To be sure, the American medical system is famously complicated—only 12% of adults in the country are considered to have high health literacy, added Dr. Gourdine, who also serves as senior vice president at CVS Health.
The trust crisis in health has been a long time coming. The coronavirus crisis, the ongoing political polarization of America and the lack of affordability have all contributed to the erosion of trust in the medical profession, said Nikhil Bumb, managing director at FSG, who appeared alongside Dr. Gourdine.
“We’re also seeing that trust is at an all-time low with institutions,” Bumb said.
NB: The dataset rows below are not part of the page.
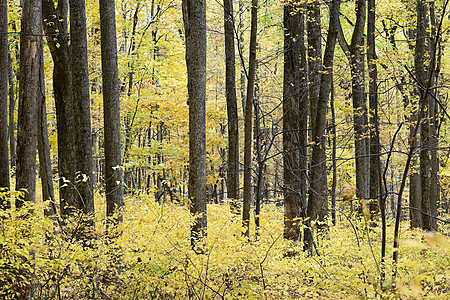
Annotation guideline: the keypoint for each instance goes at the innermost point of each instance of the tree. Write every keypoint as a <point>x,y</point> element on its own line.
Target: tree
<point>194,17</point>
<point>30,88</point>
<point>4,151</point>
<point>294,119</point>
<point>232,113</point>
<point>111,110</point>
<point>318,204</point>
<point>45,164</point>
<point>81,107</point>
<point>355,56</point>
<point>248,120</point>
<point>55,27</point>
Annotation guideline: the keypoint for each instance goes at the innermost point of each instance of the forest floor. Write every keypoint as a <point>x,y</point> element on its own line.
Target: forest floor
<point>151,259</point>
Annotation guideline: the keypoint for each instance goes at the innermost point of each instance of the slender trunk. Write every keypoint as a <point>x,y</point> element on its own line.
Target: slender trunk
<point>356,60</point>
<point>318,202</point>
<point>4,151</point>
<point>232,113</point>
<point>314,57</point>
<point>31,61</point>
<point>194,16</point>
<point>12,107</point>
<point>111,109</point>
<point>45,163</point>
<point>55,27</point>
<point>294,120</point>
<point>81,106</point>
<point>248,121</point>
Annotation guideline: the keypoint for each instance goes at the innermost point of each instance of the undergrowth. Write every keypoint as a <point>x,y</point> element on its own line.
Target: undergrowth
<point>152,259</point>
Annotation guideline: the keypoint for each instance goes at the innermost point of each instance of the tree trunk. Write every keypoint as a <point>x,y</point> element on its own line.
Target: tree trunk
<point>314,57</point>
<point>45,163</point>
<point>55,27</point>
<point>318,202</point>
<point>4,151</point>
<point>111,109</point>
<point>30,89</point>
<point>81,106</point>
<point>356,60</point>
<point>12,124</point>
<point>232,113</point>
<point>194,16</point>
<point>248,121</point>
<point>294,120</point>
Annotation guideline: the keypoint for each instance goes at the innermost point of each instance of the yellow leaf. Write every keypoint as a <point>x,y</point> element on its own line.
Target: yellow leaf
<point>349,191</point>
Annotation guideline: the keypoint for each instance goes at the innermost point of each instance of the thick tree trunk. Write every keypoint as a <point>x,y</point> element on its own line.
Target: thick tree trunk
<point>31,61</point>
<point>111,109</point>
<point>248,127</point>
<point>232,113</point>
<point>45,163</point>
<point>294,120</point>
<point>194,16</point>
<point>55,28</point>
<point>81,106</point>
<point>4,151</point>
<point>318,202</point>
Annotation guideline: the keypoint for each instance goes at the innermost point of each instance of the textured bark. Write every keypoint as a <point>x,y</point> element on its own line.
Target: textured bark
<point>421,76</point>
<point>356,60</point>
<point>111,110</point>
<point>55,28</point>
<point>314,57</point>
<point>45,163</point>
<point>81,107</point>
<point>232,113</point>
<point>248,121</point>
<point>318,203</point>
<point>29,92</point>
<point>375,165</point>
<point>294,119</point>
<point>11,108</point>
<point>194,17</point>
<point>4,151</point>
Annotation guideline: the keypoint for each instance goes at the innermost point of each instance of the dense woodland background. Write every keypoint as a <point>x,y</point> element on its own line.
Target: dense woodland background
<point>235,149</point>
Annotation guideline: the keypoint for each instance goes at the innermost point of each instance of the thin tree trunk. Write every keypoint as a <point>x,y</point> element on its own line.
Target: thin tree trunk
<point>12,107</point>
<point>194,16</point>
<point>294,112</point>
<point>45,163</point>
<point>232,113</point>
<point>4,151</point>
<point>314,57</point>
<point>248,121</point>
<point>55,27</point>
<point>81,106</point>
<point>111,108</point>
<point>318,202</point>
<point>31,61</point>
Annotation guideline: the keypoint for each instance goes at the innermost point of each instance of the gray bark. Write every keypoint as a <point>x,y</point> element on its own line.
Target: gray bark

Of course, there’s a lot at play. Apart from health literacy, there’s an enormous issue of access. Dr. Gourdine mentioned she lives in a community where there are five supermarkets within a three-mile radius, plenty of public transportation, and doctors’ offices—and she has insurance. But that’s not the case for the 25 million uninsured Americans or the 50 million who are below the poverty line. One study found that more than 50 cities across the country have neighborhoods that are five miles apart but have a 20-year discrepancy in life expectancy, Dr. Gourdine later said. “There are certain resources that are required to be healthy and those resources are not evenly distributed,” she added.
Not to mention that 80% of what drives health is not medical, she said: environment, economy, education, and employment, to name a few, all affect a person’s health—which is why public health is so critical.
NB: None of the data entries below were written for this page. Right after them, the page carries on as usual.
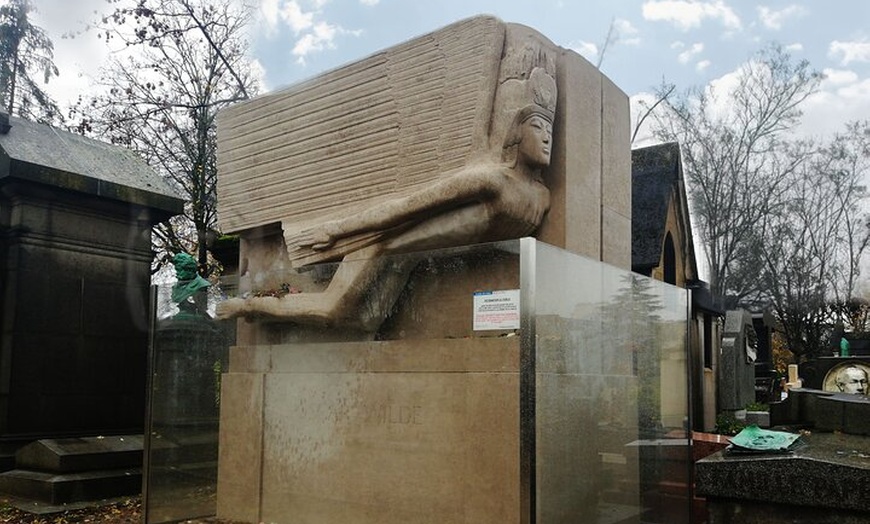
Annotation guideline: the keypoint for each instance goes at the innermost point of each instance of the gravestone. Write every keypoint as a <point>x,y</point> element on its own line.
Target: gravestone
<point>363,386</point>
<point>75,269</point>
<point>737,365</point>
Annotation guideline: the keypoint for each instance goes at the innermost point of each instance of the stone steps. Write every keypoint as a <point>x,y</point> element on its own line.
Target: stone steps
<point>64,470</point>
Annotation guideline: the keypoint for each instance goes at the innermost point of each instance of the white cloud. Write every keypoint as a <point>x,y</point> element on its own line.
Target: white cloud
<point>774,19</point>
<point>848,52</point>
<point>686,56</point>
<point>587,50</point>
<point>269,14</point>
<point>843,97</point>
<point>626,32</point>
<point>305,18</point>
<point>322,37</point>
<point>838,77</point>
<point>295,17</point>
<point>689,14</point>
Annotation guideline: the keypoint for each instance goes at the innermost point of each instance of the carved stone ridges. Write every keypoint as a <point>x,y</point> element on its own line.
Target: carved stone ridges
<point>378,127</point>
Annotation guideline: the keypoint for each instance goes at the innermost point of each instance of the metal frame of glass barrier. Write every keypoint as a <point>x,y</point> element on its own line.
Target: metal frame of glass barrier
<point>603,400</point>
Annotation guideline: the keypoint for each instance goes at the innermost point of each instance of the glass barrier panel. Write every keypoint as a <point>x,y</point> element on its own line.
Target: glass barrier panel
<point>611,379</point>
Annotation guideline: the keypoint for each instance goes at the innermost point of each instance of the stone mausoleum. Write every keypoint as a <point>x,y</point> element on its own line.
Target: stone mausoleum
<point>75,268</point>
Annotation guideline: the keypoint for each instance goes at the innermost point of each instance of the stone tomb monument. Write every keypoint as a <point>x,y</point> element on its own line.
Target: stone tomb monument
<point>737,364</point>
<point>361,388</point>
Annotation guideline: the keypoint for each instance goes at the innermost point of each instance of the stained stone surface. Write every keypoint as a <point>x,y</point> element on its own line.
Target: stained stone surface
<point>379,432</point>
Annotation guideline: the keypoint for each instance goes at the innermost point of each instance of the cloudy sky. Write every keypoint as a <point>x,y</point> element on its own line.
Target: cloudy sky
<point>686,42</point>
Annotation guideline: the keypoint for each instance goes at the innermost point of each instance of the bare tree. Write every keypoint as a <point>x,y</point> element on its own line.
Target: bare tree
<point>162,100</point>
<point>736,158</point>
<point>25,51</point>
<point>812,246</point>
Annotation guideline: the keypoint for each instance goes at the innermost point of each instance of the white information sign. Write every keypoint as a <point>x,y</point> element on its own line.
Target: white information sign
<point>497,310</point>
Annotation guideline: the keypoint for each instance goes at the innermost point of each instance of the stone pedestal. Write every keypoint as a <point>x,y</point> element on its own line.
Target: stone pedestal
<point>373,432</point>
<point>826,481</point>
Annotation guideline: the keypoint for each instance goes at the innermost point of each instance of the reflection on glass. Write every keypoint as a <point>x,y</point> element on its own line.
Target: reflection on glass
<point>611,393</point>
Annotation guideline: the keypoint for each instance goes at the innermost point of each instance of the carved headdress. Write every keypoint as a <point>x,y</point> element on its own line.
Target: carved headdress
<point>526,87</point>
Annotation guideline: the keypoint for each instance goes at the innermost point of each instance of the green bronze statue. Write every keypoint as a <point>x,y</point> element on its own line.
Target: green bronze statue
<point>188,290</point>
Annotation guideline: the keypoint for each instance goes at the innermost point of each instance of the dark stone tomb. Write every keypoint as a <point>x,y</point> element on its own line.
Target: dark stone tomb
<point>75,217</point>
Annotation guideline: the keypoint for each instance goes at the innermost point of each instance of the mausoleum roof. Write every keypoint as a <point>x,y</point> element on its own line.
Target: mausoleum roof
<point>47,155</point>
<point>655,174</point>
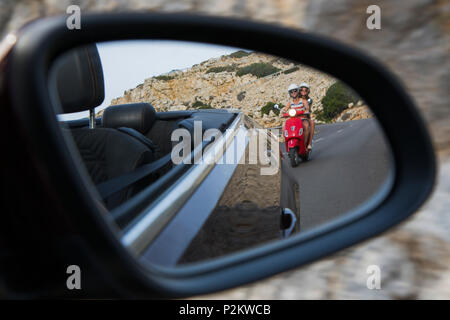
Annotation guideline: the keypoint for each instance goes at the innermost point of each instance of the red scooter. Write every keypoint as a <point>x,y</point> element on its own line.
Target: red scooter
<point>294,136</point>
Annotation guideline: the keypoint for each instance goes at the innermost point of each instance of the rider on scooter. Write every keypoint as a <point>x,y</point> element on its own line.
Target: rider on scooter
<point>307,102</point>
<point>298,101</point>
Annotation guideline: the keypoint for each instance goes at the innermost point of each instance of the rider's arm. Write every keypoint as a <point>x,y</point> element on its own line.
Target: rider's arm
<point>285,109</point>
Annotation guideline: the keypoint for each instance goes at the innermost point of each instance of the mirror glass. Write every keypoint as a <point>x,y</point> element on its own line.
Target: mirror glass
<point>197,151</point>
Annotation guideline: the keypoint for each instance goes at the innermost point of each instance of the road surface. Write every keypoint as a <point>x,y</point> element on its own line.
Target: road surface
<point>349,163</point>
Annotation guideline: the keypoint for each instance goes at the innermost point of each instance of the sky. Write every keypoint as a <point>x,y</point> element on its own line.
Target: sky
<point>127,64</point>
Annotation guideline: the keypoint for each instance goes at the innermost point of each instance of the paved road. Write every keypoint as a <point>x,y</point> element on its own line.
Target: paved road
<point>349,163</point>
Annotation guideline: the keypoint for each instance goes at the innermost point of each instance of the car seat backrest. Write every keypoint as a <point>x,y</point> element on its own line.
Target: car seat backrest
<point>138,116</point>
<point>79,79</point>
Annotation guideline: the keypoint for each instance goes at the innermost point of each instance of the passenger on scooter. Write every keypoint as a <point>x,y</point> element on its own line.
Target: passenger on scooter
<point>307,102</point>
<point>297,102</point>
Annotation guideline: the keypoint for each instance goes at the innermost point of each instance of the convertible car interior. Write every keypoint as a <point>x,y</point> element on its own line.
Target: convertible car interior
<point>127,137</point>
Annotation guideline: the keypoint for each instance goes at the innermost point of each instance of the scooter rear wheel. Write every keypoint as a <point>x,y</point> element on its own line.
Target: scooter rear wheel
<point>293,155</point>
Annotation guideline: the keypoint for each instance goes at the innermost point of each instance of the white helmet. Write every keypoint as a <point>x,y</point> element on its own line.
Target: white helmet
<point>293,86</point>
<point>304,84</point>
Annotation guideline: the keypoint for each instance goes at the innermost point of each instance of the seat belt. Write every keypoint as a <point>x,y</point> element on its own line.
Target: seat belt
<point>109,187</point>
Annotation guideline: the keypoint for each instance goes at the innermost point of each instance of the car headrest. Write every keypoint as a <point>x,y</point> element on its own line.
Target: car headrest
<point>79,79</point>
<point>139,116</point>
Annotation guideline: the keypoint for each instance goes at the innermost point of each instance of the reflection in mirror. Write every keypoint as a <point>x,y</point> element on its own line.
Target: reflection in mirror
<point>198,151</point>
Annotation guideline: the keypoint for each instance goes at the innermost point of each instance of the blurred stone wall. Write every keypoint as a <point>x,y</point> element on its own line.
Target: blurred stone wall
<point>414,41</point>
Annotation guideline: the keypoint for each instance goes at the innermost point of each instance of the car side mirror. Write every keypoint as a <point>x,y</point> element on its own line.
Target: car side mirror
<point>54,214</point>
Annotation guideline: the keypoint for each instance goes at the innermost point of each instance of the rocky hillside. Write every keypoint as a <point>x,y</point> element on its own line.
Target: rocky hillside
<point>219,83</point>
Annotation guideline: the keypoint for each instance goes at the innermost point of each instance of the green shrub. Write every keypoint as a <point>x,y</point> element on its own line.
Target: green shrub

But with public health—just as with private health care—trust is a concern. Fewer people trust the system, and a lot of them choose to use social media for their health questions rather than humans. Plus, the very nature of health care demands a great deal from the patient. “If you think about something as simple as a woman getting a mammogram…you’re going to have to partially undress, you’re going to have to trust that the person is an expert when they provide the results, and that at the end of it you’re not going to get a surprise bill that you weren’t expecting,” Dr. Shantanu Nundy, executive vice president at Care Delivery and chief health officer at Accolade, said.
It requires trust in the physician and the system, he said, and those who have that trust tend to adhere to medical requirements, like routine mammograms. And with new technology, there’s “mistrust around what automation can do for health care,” Bumb said. And that may prove to be another, long-lasting challenge for an industry looking to rebuild trust—although the experts seem certain they can do so.